Saturday, April 20, 2024
The Observer

King of the Kilburn High Road' to open in the DPAC

The play "Kings of the Kilburn High Road" opens on the Decio Mainstage Theatre in the DeBartolo Performing Arts Center tonight.

"Kings of the Kilburn High Road" was inked by playwright Jimmy Murphy, a Dublin native, whose other work includes "Brothers of the Brush," "A Picture of Paradise" and "The Muesli Belt." He is a former member of the Abbey Theatre's advisory council and was a writer in residence at NUI Maynooth.
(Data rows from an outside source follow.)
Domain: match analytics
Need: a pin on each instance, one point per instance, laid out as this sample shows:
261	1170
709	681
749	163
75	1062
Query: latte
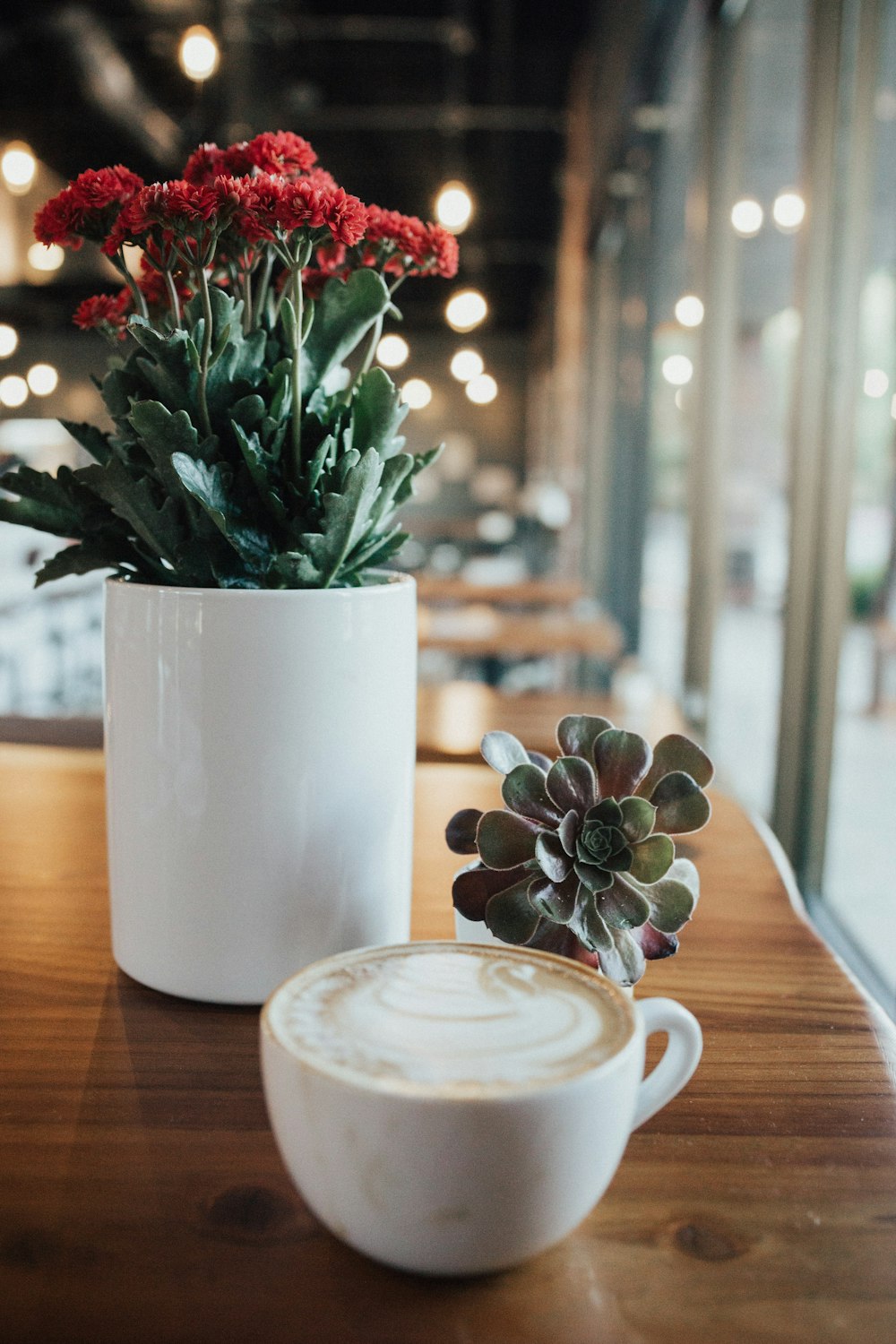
450	1019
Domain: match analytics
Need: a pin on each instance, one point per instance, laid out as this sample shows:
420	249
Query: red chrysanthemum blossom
408	246
346	217
88	207
206	163
280	152
166	204
107	312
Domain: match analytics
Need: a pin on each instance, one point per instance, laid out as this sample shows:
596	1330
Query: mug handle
678	1059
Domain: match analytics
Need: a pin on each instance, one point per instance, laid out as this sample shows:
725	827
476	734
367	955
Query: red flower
167	204
280	152
108	312
206	163
88	207
409	246
347	217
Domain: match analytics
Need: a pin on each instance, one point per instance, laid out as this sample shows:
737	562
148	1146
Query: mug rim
409	1090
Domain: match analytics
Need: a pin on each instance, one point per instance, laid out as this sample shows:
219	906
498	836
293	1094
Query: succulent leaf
571	784
576	734
595	879
589	925
622	760
555	902
552	857
638	819
622	906
504	840
651	857
675	752
503	752
524	792
461	831
681	804
624	961
568	830
476	884
509	914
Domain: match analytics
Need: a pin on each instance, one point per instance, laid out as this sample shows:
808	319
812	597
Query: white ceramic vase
260	755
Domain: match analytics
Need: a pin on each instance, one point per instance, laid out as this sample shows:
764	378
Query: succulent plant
581	860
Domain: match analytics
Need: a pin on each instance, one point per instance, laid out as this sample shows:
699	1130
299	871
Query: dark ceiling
395	99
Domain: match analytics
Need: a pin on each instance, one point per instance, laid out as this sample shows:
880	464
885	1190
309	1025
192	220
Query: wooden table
481	631
435	588
452	717
142	1198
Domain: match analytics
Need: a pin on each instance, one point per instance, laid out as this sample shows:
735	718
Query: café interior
664	378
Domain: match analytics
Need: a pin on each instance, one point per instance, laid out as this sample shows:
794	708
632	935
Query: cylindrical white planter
260	790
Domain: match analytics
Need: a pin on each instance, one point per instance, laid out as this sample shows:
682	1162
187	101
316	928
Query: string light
198	54
46	257
788	211
466	365
482	389
677	370
392	351
43	379
417	392
689	311
454	206
18	167
13	390
466	309
747	217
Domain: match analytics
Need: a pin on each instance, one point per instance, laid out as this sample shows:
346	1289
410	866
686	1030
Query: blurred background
665	375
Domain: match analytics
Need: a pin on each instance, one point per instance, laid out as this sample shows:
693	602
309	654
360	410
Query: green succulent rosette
581	860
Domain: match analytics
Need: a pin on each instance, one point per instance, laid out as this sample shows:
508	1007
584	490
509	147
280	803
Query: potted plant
581	860
260	661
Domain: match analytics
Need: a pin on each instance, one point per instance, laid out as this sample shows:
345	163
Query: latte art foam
450	1019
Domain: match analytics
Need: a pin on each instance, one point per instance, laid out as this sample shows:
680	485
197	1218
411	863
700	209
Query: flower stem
297	375
206	354
172	297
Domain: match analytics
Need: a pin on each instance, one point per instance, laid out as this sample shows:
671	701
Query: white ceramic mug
441	1175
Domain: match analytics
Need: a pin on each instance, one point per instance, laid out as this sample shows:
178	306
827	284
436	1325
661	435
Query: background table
142	1196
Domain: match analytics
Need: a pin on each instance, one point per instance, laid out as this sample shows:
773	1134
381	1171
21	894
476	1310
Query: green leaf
622	906
622	760
503	752
624	960
207	486
680	803
554	900
346	518
90	438
576	734
509	914
524	793
651	857
344	314
376	413
505	840
571	784
587	925
637	819
552	857
675	752
460	832
134	500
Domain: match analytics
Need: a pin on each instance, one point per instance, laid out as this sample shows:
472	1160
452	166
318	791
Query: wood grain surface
142	1196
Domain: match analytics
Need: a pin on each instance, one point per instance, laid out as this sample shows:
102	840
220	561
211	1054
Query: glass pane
748	647
858	884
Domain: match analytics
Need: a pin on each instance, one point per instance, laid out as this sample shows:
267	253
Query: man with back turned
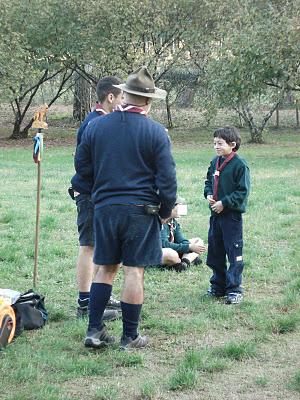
129	157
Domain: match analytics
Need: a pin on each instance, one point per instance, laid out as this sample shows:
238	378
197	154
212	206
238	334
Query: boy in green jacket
226	190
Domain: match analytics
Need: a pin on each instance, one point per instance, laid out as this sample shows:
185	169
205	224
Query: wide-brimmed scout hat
141	83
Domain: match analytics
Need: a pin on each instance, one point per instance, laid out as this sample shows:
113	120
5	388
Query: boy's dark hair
229	134
105	86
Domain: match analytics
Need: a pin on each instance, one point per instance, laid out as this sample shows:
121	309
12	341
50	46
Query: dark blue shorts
85	218
125	233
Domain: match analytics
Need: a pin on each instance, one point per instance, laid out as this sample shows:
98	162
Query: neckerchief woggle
130	108
218	171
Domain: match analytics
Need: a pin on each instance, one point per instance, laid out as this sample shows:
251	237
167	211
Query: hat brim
158	94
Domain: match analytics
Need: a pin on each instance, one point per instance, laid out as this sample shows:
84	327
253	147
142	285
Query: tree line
232	54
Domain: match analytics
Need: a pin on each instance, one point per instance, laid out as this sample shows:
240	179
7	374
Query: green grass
194	341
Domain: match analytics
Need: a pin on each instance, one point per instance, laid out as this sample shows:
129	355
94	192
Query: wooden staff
38	122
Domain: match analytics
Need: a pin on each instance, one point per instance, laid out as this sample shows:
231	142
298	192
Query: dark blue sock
83	299
99	296
130	316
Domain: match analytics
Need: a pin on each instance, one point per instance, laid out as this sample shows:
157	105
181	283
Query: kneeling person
178	252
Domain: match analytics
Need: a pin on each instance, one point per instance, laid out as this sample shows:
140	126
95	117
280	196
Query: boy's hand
210	199
217	207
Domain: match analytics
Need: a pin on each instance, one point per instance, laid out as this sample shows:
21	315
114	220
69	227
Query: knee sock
99	296
83	299
130	316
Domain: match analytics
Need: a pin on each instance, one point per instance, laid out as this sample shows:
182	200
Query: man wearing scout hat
134	176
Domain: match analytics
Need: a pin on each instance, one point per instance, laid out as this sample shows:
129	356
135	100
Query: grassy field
200	348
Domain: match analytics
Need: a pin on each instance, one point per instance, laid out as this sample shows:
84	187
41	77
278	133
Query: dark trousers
225	238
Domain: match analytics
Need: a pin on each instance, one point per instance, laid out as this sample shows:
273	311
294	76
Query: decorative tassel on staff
39	124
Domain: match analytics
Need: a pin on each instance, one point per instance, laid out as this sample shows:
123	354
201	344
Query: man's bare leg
131	303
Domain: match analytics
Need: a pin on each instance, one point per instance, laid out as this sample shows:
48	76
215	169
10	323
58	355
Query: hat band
139	89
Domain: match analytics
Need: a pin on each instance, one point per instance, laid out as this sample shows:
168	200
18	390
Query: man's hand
210	199
217	207
197	247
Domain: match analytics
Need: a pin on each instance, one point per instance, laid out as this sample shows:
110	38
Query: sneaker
127	343
82	312
214	293
182	266
197	261
113	303
98	338
108	315
233	298
186	261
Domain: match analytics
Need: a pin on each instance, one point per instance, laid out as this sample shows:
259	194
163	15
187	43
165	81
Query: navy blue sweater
234	184
128	157
79	183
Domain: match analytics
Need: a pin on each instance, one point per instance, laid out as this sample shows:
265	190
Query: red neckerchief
172	228
218	171
99	108
130	108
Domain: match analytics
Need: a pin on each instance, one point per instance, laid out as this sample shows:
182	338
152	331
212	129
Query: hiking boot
127	343
214	293
97	339
108	315
233	298
113	303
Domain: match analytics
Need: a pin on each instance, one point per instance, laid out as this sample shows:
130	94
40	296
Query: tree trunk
82	98
277	117
17	134
169	115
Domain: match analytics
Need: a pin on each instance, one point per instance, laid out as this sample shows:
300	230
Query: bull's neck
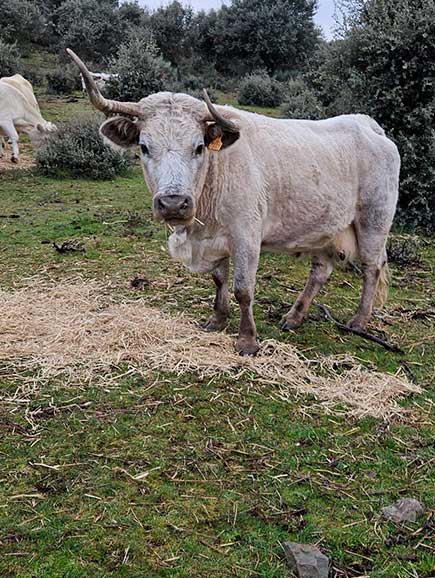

He has won multiple awards, including The Stewart Parker Award for best first play in 1994 and three Bursaries in Literature from the Arts Council of Ireland.

The play's plot revolves around the experiences of a group of enterprising young men who leave their homes in Ireland, hop in a boat and literally set sail for England in the hopes of improving their respective lots in life and returning home rich.

Unfortunately, one member of the group, Jackie Flavin, dies and his body is sent home for a wake.

Told from an after-the-fact perspective, "The Kings of the Kilburn High Road" follows the action after the rest of the bunch regroups in Ireland to recoup and recount their adventures and experiences in life.

Though Murphy's original play deals with the subject matter of the hopes and dreams of Irish immigrants in London during the 1970s, tonight's show features an all-African cast.

In the same way that Irish people left their native shores in search of a better life in other countries, today immigrants to Ireland include Africans and Eastern Europeans. In this way, "Kings of the Kilburn High Road" offers a parallel structure contrasting the immigrant experience of today against the immigrant experience of the past.